CO-31: Patient Cannot Be Identified as Insured
Provider responsibility — correct the issue and resubmit the claim. The patient is not liable for this amount.
What Does CO-31 Mean?
With CO (Contractual Obligation), the CARC 31 adjustment is the provider's responsibility. The payer denied or reduced payment because of the member ID submitted on the claim does not match any active enrollee in the payer's system. The patient is not liable for this amount. If the denial is in error, the provider can correct and resubmit the claim or file an appeal with supporting documentation.
CARC 31 indicates patient cannot be identified as insured. The payer determined that the service or a portion of it does not meet coverage criteria under the patient's current plan benefits or the applicable coverage rules.
Common scenarios that trigger this adjustment include: the member ID submitted on the claim does not match any active enrollee in the payer's system; Claim submitted to wrong insurance company - patient has coverage with a different carrier; Patient's name on the claim does not match the name on file with the payer (maiden vs married name, legal name change). The group code paired with CARC 31 determines who bears the financial responsibility — CO places it on the provider as a contractual obligation, OA indicates a coordination of benefits or other payer adjustment, PR shifts it to the patient.
Common Causes
| Cause | Frequency |
|---|---|
| Incorrect member ID or subscriber number The member ID submitted on the claim does not match any active enrollee in the payer's system | Most Common |
| Wrong payer Claim submitted to wrong insurance company - patient has coverage with a different carrier | Common |
| Name mismatch Patient's name on the claim does not match the name on file with the payer (maiden vs married name, legal name change) | Common |
| Patient not enrolled Patient's enrollment was never completed or was not yet effective | Common |
How to Resolve
- Review the remittance details Examine the CO-31 adjustment and any accompanying RARC codes to identify the specific reason for the denial.
- Identify the root cause Determine which issue applies: incorrect member ID or subscriber number, wrong payer, name mismatch, among others.
- Correct the claim Address the identified issue — update the claim data in your billing system to resolve the patient cannot be identified as insured problem.
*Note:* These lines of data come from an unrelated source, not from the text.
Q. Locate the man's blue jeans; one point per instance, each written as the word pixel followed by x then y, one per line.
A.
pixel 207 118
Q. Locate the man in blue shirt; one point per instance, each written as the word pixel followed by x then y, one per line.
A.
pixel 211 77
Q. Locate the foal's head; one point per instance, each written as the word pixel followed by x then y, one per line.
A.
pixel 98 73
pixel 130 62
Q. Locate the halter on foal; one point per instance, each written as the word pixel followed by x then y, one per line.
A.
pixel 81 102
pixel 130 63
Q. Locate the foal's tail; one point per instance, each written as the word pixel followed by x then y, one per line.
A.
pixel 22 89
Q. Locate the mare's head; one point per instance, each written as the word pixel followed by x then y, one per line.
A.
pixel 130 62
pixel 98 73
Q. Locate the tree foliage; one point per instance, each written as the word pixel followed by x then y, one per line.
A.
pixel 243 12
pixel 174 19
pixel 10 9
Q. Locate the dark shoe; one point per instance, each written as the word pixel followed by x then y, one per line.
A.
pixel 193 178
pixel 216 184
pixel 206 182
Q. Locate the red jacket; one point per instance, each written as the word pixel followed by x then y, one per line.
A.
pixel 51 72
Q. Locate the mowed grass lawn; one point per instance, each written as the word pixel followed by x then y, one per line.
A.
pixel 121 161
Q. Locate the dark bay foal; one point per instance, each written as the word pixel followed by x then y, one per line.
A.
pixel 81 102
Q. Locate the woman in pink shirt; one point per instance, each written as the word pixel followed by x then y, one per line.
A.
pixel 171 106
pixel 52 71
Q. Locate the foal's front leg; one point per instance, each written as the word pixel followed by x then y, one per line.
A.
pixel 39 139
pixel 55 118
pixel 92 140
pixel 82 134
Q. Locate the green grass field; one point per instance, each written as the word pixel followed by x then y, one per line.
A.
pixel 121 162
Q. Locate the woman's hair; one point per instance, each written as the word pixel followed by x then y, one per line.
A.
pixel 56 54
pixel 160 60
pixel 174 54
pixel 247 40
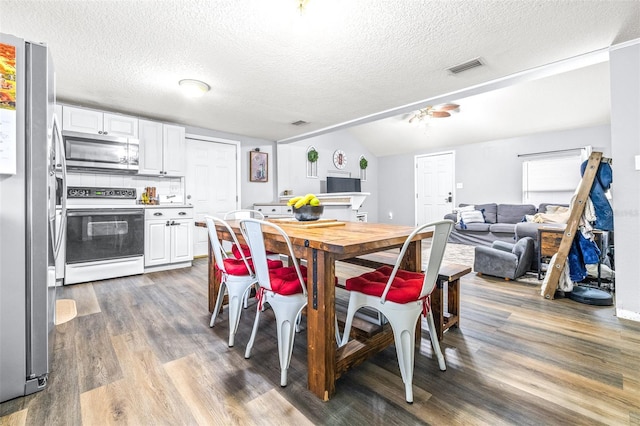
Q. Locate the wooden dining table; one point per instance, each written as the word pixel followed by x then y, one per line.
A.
pixel 321 247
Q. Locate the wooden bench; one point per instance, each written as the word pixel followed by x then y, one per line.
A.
pixel 450 274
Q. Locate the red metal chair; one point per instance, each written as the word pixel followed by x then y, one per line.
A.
pixel 236 276
pixel 401 296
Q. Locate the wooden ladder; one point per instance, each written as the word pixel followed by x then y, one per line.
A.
pixel 572 224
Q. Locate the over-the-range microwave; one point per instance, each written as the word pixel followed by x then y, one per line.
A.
pixel 100 153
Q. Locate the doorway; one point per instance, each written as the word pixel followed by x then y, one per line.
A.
pixel 212 182
pixel 434 186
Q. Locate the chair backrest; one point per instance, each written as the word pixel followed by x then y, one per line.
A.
pixel 253 235
pixel 243 214
pixel 218 251
pixel 441 232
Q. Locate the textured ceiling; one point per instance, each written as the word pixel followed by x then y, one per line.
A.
pixel 268 66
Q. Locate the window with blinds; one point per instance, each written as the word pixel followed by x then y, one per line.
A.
pixel 552 179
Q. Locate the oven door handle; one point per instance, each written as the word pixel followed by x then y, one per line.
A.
pixel 98 212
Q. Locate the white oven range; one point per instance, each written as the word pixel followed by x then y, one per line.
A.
pixel 104 234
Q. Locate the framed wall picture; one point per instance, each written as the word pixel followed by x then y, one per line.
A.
pixel 258 171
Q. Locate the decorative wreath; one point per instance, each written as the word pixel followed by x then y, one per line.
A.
pixel 363 163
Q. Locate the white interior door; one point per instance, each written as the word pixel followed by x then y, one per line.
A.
pixel 434 186
pixel 212 182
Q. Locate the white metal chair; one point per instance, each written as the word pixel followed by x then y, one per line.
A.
pixel 401 296
pixel 284 289
pixel 237 249
pixel 236 279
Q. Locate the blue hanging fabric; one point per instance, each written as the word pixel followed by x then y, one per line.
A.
pixel 582 252
pixel 601 184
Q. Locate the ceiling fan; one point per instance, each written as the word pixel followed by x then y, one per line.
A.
pixel 438 111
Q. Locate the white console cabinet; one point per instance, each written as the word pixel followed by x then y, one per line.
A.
pixel 274 210
pixel 341 205
pixel 168 238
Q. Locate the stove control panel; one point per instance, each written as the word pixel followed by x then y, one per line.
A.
pixel 104 193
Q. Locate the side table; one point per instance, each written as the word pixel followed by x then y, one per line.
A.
pixel 549 240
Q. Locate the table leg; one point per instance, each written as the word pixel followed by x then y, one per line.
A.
pixel 436 307
pixel 321 345
pixel 453 302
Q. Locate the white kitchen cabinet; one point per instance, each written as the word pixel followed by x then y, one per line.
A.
pixel 168 238
pixel 94 121
pixel 162 149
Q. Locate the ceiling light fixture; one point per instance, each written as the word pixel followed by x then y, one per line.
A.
pixel 438 111
pixel 194 88
pixel 302 4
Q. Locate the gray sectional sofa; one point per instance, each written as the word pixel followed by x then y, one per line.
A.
pixel 503 222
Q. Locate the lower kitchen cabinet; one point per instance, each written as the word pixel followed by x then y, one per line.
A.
pixel 168 238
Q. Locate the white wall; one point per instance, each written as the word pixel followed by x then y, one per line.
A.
pixel 490 172
pixel 292 159
pixel 625 144
pixel 250 192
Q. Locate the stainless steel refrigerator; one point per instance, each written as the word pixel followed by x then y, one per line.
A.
pixel 27 216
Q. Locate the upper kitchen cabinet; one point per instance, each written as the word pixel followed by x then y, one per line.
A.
pixel 162 149
pixel 94 121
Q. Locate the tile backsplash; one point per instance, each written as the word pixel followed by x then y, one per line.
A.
pixel 164 186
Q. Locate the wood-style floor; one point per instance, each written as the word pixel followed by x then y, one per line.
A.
pixel 141 352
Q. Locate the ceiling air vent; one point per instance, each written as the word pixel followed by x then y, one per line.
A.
pixel 477 62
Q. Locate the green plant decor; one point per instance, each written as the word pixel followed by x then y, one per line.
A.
pixel 363 163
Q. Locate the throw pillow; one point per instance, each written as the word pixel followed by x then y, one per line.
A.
pixel 474 216
pixel 459 211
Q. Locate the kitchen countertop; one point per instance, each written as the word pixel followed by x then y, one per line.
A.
pixel 166 205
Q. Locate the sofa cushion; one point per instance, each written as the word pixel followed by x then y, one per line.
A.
pixel 514 213
pixel 473 216
pixel 490 212
pixel 506 228
pixel 478 227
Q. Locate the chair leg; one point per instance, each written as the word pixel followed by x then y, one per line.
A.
pixel 218 304
pixel 246 299
pixel 355 303
pixel 435 343
pixel 287 314
pixel 404 335
pixel 235 309
pixel 254 331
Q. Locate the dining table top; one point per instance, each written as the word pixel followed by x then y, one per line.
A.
pixel 348 238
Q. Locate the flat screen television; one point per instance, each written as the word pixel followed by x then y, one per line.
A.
pixel 335 184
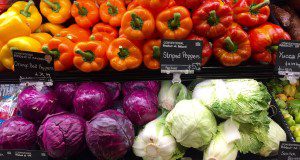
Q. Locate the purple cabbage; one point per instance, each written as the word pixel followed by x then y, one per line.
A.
pixel 109 135
pixel 129 87
pixel 35 105
pixel 141 106
pixel 65 93
pixel 90 98
pixel 114 89
pixel 62 135
pixel 17 133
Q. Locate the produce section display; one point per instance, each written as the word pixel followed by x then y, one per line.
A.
pixel 288 99
pixel 150 118
pixel 92 35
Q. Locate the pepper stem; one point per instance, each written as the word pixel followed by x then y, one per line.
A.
pixel 213 18
pixel 112 10
pixel 176 21
pixel 55 6
pixel 260 5
pixel 87 56
pixel 55 53
pixel 124 53
pixel 230 46
pixel 156 52
pixel 26 12
pixel 81 10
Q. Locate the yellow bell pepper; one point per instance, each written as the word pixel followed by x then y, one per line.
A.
pixel 56 11
pixel 43 38
pixel 12 25
pixel 28 11
pixel 19 43
pixel 50 28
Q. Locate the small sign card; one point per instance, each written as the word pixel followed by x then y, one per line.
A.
pixel 33 67
pixel 288 58
pixel 181 56
pixel 22 155
pixel 289 151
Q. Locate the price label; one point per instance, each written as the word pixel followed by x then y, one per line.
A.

- Resubmit the corrected claim Submit the corrected claim following the payer's resubmission guidelines. Include any supporting documentation that addresses the denial reason.
- Appeal if the original claim was correct If the patient is enrolled but the payer cannot find them, appeal with the insurance card, enrollment confirmation, and correct member demographics. Contact the payer to update their enrollment records.
If the patient is enrolled but the payer cannot find them, appeal with the insurance card, enrollment confirmation, and correct member demographics. Contact the payer to update their enrollment records.
Common RARC Pairings
The RARC code tells you exactly what triggered the CO-31:
| RARC | Description |
|---|---|
| N30 | Patient not eligible for this service on this date Verify member ID and enrollment status → |
| MA130 | Missing/incomplete/invalid information can be resubmitted Correct patient identification data and resubmit → |
How to Prevent CO-31
- Copy/scan insurance cards at every visit
- Verify eligibility electronically before services
- Confirm member ID, name, and DOB match payer records
- Update patient insurance data at each visit
- Train front desk staff on thorough insurance verification
Also Filed As
The same CARC 31 may appear with different Group Codes:
Related Denial Codes
Sources
- https://x12.org/codes/claim-adjustment-reason-codes
- https://revenuecyclemgmt.com/claim-adjustment-reason-codes/
- https://www.rivethealth.com/blog/carcs-rarcs-claim-adjustment-remittance-advice-codes
- Codes maintained by X12. Visit x12.org for official definitions.